The new final rule eliminates these existing market barriers for electric storage resources, which exist in the first place because such technology is just recently becoming important. RTOs/ISOs write general rules for market participation and otherwise write more granular market participation rules when operational characteristics of a particular technology call for it. This final rule calls for such distinct tariff provisions, which will ultimately lead to the final product of a new participation model these resources.
Overall, the heart of FERC’s new final rule is to direct the RTO/ISOs to allow electric storage resources to provide any and all services they are technically able to provide to the grid.
This includes promoting electric storage resources’ technical abilities to provide capacity, energy and ancillary services concurrently, provide blackstart, primary frequency response, and reactive power services, or even the ability to de-rate total electric capacity in order to increase run-time requirements to meet capacity market standards. The RTO/ISO, Midcontinent Independent System Operator (MISO), pointed to an example where their general market rules have failed to accommodate electric storage resources’ operational characteristics properly: bid parameters to sell electricity into the market (for services other than frequency regulation) and rules for purchasing energy from MISO are unclear and confusing.

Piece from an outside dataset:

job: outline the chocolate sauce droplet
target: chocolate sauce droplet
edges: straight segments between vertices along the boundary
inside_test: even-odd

2. FERC Authority to Promulgate this Rule
FERC promulgated this electric storage participation rule pursuant to its authority under section 206 of the Federal Power Act (FPA). FERC is required to ensure just and reasonable rates and otherwise prohibit unduly discriminatory or preferential treatment. Because FERC determined the RTO/ISOs’ current market barriers to electric storage resources are unjust and unreasonable, FERC’s passage of this rule represented a legal obligation.
FERC typically ensures just and reasonable rates through competitive market remedies. Here, the market barriers to electric storage resources restricted competition, which in turn led to inefficiency. Consequently, purchases within the RTO/ISO markets were distorted, and resources were dispatched in a more non-optimal, expensive manner. Once the RTO/ISOs implement the final rule to better value electric storage resources, resources will be dispatched more efficiently and rates will be considered just and reasonable on this issue.
3. FERC Schedules Technical Conference to Address DER Aggregations
In the original Notice of Proposed Rulemaking (NOPR), FERC proposed addressing aggregated Distributed Energy Resources (DERs). DER includes rooftop solar, storage, diesel generators, or even Nest thermostats. They are just what they sound like: energy resources that are distributed across the nation, providing services at the point of consumption, as opposed to a centralized nuclear plant owned by a big utility company, for example. Aggregated DERs are the same thing; but either a third party or a utility bundles a multitude of DERs together into one single resource. For a simplified example, imagine within a neighborhood, five-hundred households each have rooftop solar. A third party can come in and aggregate all those resources, take all excess and unused energy, and bid into wholesale markets to sell that power as if a single giant solar farm produced it. Of course, aggregating Nest thermostat services or batteries would provide different values (e.g., a utility has control of all residential batteries and then, when the grid is using peak electricity, the utility turns on all residential batteries so those households no longer add extra stress on the high-demand grid).
Instead of addressing the issue of DER aggregations in this particular rule, FERC ordered a Technical Conference to be scheduled for April 10-11 in order to explore the issues more broadly. Topics to be discussed include how to integrate DER aggregations economically, state and local regulators’ perspectives, avoiding double payments for DER aggregators, the availability of data for DER installations, how to model DER’s planning and operation effects properly, and coordination among DER aggregators, the RTO/ISOs, and the relevant utility. FERC Staff issued a report, DER: Technical Consideration for the Bulk Power System, the same day as the final rule. The Staff Report discusses what DERs are, how they affect grid reliability, and a multitude of studies and models that assess DERs various benefits and impacts.